В ушах у нее были длинные серьги из яшмы. Исключительно красивые сережки, стоившие, вероятно, не одну сотню долларов. Кроме них на ней не было ничего.

У нее было красивое тело, маленькое, гибкое, плотное и крепкое -словно изваянное. В свете ламп ее кожа казалась матово-жемчужной. Правда, ноги не обладали тем изысканным изяществом, каким отличались ноги миссис Риган, но все же были очень красивы. Я смотрел на них без смущения, но и без волнения. Для меня она не являлась голой девушкой, для меня она была просто наркоманка. И навсегда должна была остаться таковой.

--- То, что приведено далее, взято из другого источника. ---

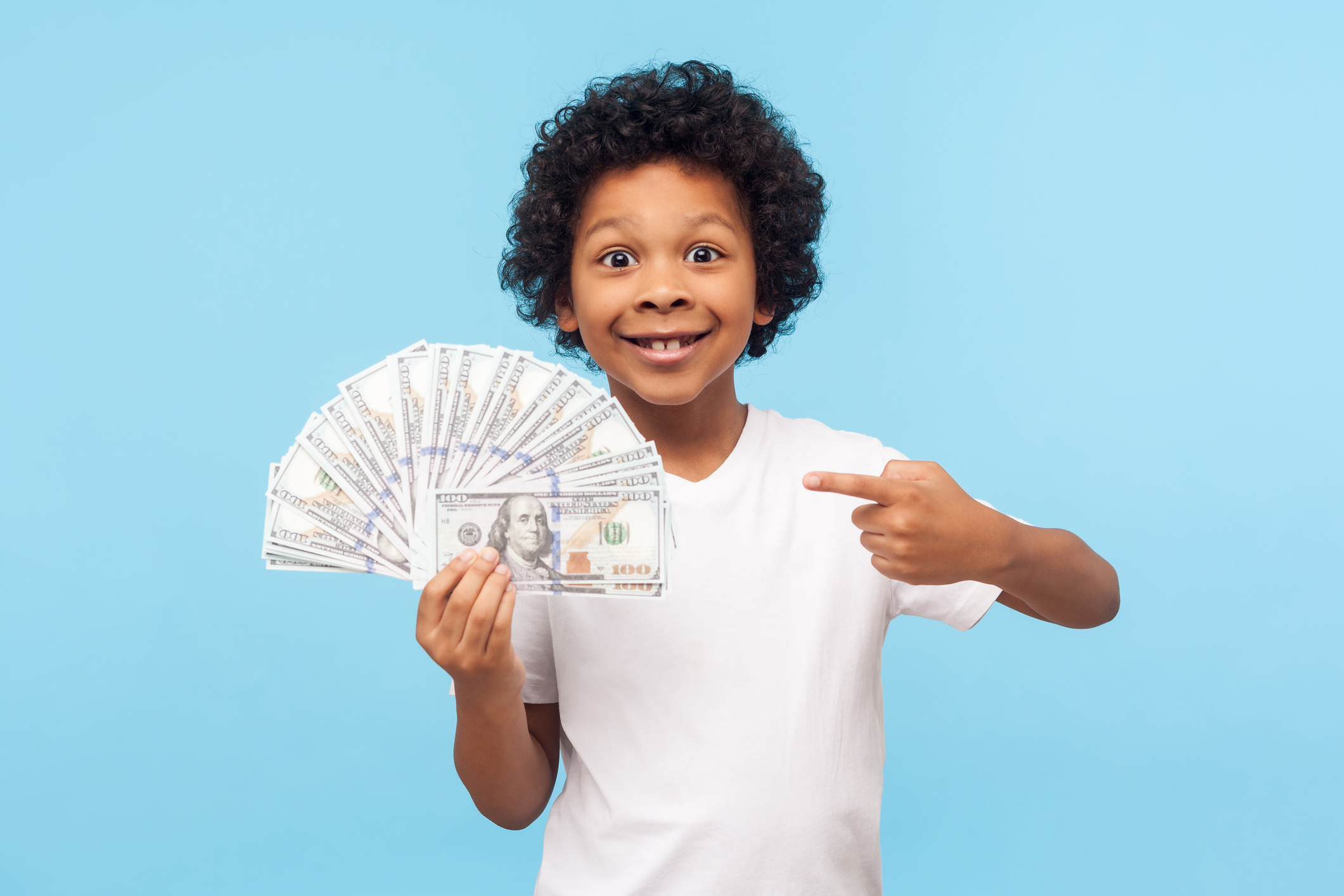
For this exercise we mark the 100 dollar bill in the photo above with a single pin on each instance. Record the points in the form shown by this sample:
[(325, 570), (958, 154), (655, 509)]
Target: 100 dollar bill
[(566, 539)]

Я отвел от нее взгляд и посмотрел на Гейгера. Он лежал на спине на краю китайского ковра рядом с чем-то, что было похоже на индейский тотемный столб. У этого чего-то был орлиный профиль, а его большой круглый глаз напоминал на линзу фотоаппарата, направленную на сидевшую в кресле голую девушку. К «томему» была прикреплена лампа-вспышка. На Гейгере были тапки на толстой войлочной подошве, черные шелковые пижамные штаны и китайский халат, спереди пропитанный кровью. Его стеклянный глаз, блестя, уставился на меня и казался единственной живой частью его тела. С первого взгляда было видно, что все три пули попали в цель. Он был мертв.

Взрыв лампы-вспышки и было то, что навело меня на мысль о молнии, безумный крик вызвала реакция одурманенной наркотиками девушки, а три выстрела являлись делом рук кого-то третьего, кто, видимо, хотел изменить ход событий. Кого-то, кто выбежал черным ходом, сбежал по деревянной лестнице, вскочил в машину и стремительно умчался. В принципе я одобрял его образ действий.

На красном лакированном подносе на краю черного стола все еще стояли два тонких с золотой каемкой стаканчика, а рядом с ними пузатый графинчик, наполненный темной жидкостью. Я вынул пробку и понюхал содержимое. Пахло эфиром и чем-то еще, может быть опиумным раствором. Я никогда не пробовал подобной смеси, но вынужден был признать, что она исключительно соответствовала атмосфере гейгеровского жилища.

Я слушал, как капли дождя барабанят по крыше и в окно, выходящее на северную сторону. Это были единственные слышимые звуки – ни подъезжавших машин, ни полицейских сирен, лишь настойчивый барабанный бой дождевых капель. Я снял с себя плащ, порылся в одежде девушки и нашел зеленое шерстяное платье, надевавшееся через голову, с короткими рукавами. Мне казалось, что его будет легче всего надеть на нее. Я решил не возиться с бельем, не из-за врожденной деликатности, а просто потому, что не мог представить себя, надевающим на нее трусы и застегивающим бюстгалтер. Я взял платье и подошел к креслу, в котором сидела мисс Стернвуд. От нее тоже пахло эфиром, его слышно было за километр. Из ее рта все еще исходил сдавленный писклявый звук, в уголках губ скапливалась пена. Я дал ей пощечину. Она заморгала и замолчала. Я ударил ее еще раз.